Abgasskandal: Warum so viele Verfahren gegen VW vorzeitig enden

Ein Großteil der Verbraucherklagen gegen VW im Rahmen des Abgasskandals endet vorzeitig. Dabei drängt sich der Eindruck auf, dass VW versucht, durch Vergleiche um jeden Preis ein Urteil durch ein OLG oder gar den BGH zu vermeiden. Warum landen nicht mehr Berufungs- oder Revisionsverfahren vor den Oberlandesgerichten bzw. dem Bundesgerichtshof?

Ende 2018 über 40.000 Klagen gegen VW anhängig

Volkswagen selbst gab an, dass in Deutschland Ende 2018 40.300 Einzelklagen gegen den Konzern anhängig waren. Im dritten Quartal 2018 waren es noch 25.500. Darunter auch Musterfeststellungsklagen des Verbraucherzentralen Bundesverbands, denen sich derzeit 401.000 Kunden angeschlossen haben.
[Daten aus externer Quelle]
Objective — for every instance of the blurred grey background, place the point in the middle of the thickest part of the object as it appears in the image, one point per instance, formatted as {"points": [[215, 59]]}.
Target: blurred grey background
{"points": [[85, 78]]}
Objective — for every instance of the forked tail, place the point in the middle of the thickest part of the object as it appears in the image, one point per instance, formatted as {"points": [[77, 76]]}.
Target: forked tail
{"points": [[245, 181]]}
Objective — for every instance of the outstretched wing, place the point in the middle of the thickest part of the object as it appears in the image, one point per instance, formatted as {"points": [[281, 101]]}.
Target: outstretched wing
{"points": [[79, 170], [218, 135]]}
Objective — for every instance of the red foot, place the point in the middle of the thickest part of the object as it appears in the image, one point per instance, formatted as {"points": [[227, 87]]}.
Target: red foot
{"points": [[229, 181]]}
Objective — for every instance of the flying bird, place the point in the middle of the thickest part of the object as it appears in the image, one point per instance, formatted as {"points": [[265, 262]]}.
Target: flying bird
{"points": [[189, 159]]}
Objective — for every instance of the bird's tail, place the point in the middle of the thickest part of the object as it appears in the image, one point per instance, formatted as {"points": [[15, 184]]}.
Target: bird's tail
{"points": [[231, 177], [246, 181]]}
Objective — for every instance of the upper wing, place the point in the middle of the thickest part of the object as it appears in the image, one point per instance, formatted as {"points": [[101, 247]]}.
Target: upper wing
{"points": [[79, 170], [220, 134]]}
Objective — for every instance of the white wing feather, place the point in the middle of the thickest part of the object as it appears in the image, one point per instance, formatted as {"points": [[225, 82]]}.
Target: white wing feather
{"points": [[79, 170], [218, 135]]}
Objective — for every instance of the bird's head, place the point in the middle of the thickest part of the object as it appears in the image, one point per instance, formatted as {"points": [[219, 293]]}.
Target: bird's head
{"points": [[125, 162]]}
Laut Medienberichten sind mehr als 4800 Verfahren mit VW-Beteiligung an den deutschen Oberlandesgerichten anhängig. Zwar lässt sich nicht mit Sicherheit nachvollziehen, ob all diese Verfahren in direktem Bezug zum Abgasskandal stehen, doch lag bei den Gerichten vor 2015 kein einziges Verfahren mit Beteiligung von Volkswagen vor, sodass ein Bezug zum Abgasskandal plausibel scheint.

Volkswagen selbst bestätigt die Zahl der Verfahren. Wie der Konzern mitteilte, seien 4678 Verfahren zum Abgasskandal an Oberlandesgerichten anhängig. Weiter gab das Unternehmen an, dass 21 OLG-Verfahren mit einem Urteil endeten – alle zugunsten von Volkswagen bzw. der Autohändler.

Berichte der Oberlandesgerichte bestätigen diese Aussage zwar, weisen aber darauf hin, dass es sich bei einem Großteil der Urteile um Sonderfälle handelt. So würden die Entscheidungen oft nicht beurteilen, ob ein Mangel vorgelegen habe bzw. welche Ansprüche den Käufern daraus entstehen würden. In manchen Fällen konnte zwar ein Mangel festgestellt, ein Rücktritt vom Kaufvertrag aber nicht durchgesetzt werden, da der Käufer zunächst eine Nachbesserung seines Wagens hätte fordern müssen.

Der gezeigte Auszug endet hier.